For more than 80 years, radio and the recording industry have enjoyed a mutually beneficial relationship: free play for free promotion. And it works. It’s a relationship that has sustained businesses on both sides.
In fact, radio’s free promotion of artists translates to as much as $2.4 billion annually in music sales for record labels and artists. And this doesn’t even include the enormous revenues they receive from concerts and merchandising.
But the labels–like many businesses–are struggling in this economy. They have failed to adapt to the digital age, and find their business model is broken. And now they want to impose a fee called a performance tax on local radio stations to subsidize their losses.
A performance tax would threaten the local radio stations that communities depend on. It would financially hamstring stations, stifle new artists and harm the listening public who rely on free local radio.

Read the complete article here: http://www.noperformancetax.org/Radio%20at%20Risk


#1. If you were an up and coming band or artist how would you feel about this fee?

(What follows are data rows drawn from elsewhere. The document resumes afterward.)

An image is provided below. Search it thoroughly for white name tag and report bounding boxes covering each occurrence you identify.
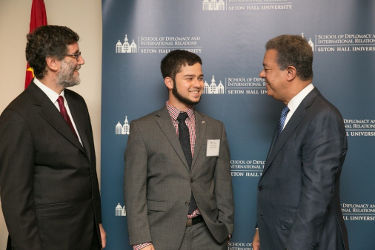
[206,139,220,157]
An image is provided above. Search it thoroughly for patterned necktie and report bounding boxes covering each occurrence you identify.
[57,96,77,138]
[177,112,197,214]
[279,106,290,133]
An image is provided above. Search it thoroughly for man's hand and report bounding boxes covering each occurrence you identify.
[99,223,106,249]
[252,229,260,250]
[142,245,155,250]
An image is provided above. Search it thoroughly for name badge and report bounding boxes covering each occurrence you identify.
[206,139,220,157]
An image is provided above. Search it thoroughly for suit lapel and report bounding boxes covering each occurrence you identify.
[264,126,279,163]
[65,91,91,160]
[154,107,190,170]
[191,111,206,170]
[27,82,85,154]
[261,89,320,179]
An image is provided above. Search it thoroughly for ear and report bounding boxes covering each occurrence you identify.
[164,77,174,90]
[286,65,297,81]
[45,56,60,73]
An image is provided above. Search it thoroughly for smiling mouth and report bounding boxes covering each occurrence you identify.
[189,89,201,94]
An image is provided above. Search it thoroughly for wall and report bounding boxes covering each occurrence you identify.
[0,0,102,248]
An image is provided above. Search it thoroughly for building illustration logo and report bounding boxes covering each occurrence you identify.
[115,116,130,135]
[203,75,225,94]
[116,34,137,53]
[301,33,314,51]
[202,0,225,11]
[115,203,127,216]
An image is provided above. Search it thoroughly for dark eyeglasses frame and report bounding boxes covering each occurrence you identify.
[65,51,82,61]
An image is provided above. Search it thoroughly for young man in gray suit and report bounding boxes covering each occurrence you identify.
[252,35,349,250]
[124,50,234,250]
[0,25,106,249]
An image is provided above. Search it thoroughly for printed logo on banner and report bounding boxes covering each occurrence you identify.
[202,0,226,11]
[203,75,267,95]
[116,34,138,53]
[230,159,264,178]
[344,118,375,137]
[203,75,225,94]
[202,0,293,12]
[115,116,130,135]
[115,34,203,54]
[301,33,315,51]
[341,203,375,221]
[115,203,127,217]
[228,241,253,250]
[313,33,375,52]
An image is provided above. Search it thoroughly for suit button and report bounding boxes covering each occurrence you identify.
[258,185,263,191]
[185,201,190,206]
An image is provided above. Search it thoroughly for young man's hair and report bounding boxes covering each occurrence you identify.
[160,50,202,80]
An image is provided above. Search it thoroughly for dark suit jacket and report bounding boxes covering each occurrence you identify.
[124,107,234,250]
[0,81,102,250]
[257,88,349,250]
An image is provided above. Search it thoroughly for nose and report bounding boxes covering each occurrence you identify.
[194,78,204,87]
[259,69,265,78]
[78,55,85,65]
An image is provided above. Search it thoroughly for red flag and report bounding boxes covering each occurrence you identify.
[25,0,48,88]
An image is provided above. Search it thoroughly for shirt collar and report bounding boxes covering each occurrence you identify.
[166,101,195,121]
[287,83,314,113]
[34,78,65,103]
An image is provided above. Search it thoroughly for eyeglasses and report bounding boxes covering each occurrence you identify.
[65,51,82,61]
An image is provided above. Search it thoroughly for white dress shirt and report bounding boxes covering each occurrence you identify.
[283,83,314,130]
[34,78,82,145]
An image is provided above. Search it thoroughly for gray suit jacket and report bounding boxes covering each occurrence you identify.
[257,88,349,250]
[0,81,102,250]
[124,107,234,250]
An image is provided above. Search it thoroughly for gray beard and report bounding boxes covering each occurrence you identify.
[57,61,80,88]
[59,80,80,88]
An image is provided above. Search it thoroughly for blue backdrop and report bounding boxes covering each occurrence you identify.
[101,0,375,249]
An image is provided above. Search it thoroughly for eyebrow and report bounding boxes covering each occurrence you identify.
[184,74,204,77]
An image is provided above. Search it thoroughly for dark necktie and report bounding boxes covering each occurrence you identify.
[279,106,290,134]
[57,96,78,138]
[177,112,197,214]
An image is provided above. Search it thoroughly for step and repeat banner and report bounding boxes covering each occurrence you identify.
[101,0,375,249]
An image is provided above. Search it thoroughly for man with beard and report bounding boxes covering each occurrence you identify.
[252,35,348,250]
[0,25,106,250]
[124,50,234,250]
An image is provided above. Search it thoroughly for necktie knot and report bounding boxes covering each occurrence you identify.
[281,106,289,117]
[177,112,189,123]
[57,96,64,107]
[279,106,290,133]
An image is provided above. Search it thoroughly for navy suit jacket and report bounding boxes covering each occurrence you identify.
[257,88,349,250]
[0,81,102,250]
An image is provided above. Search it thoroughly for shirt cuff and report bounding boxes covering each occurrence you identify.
[133,242,152,250]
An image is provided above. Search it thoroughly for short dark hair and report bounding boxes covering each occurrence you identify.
[266,34,313,81]
[160,50,202,79]
[26,25,79,79]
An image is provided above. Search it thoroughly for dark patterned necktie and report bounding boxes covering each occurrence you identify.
[177,112,197,214]
[279,106,290,134]
[57,96,77,138]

#2. How else could the recording industry create revenue and still allow radio to play music for free?

1 comment:

Corey Lawson said...

Coming from the standpoint of someone trying to make way into the music business AND a musician, I believe it could be interpreted different ways, but it seems to be a bad move on their part. There's many other ways record labels could be generating revenue. They're just not thinking in terms of the digital age. The income generated by the tax may seem appealing, but I think it would ruin new music. So many radio stations would go out of business, and up and coming artists would be thrown out of the loop, which is not smart because that is where the business is now. Record labels need to realize that royalties, performance fees, etc.. is not where the money is anymore. It's in concerts, merch, and advertising.. One idea to generate money and still allow free radio play is to offer free music downloads BUT have advertisements running on the download site and charge a fee to the advertisers every time a song is downloaded.. As a side note, Record labels are just about dead anyways. Like the Long Tail says, this century is not about conglomerates, but about the individual. With today's recording technology, anyone can produce radio quality recordings. These are the people that will run the industry before too long. They should decide who and what gets on the radio.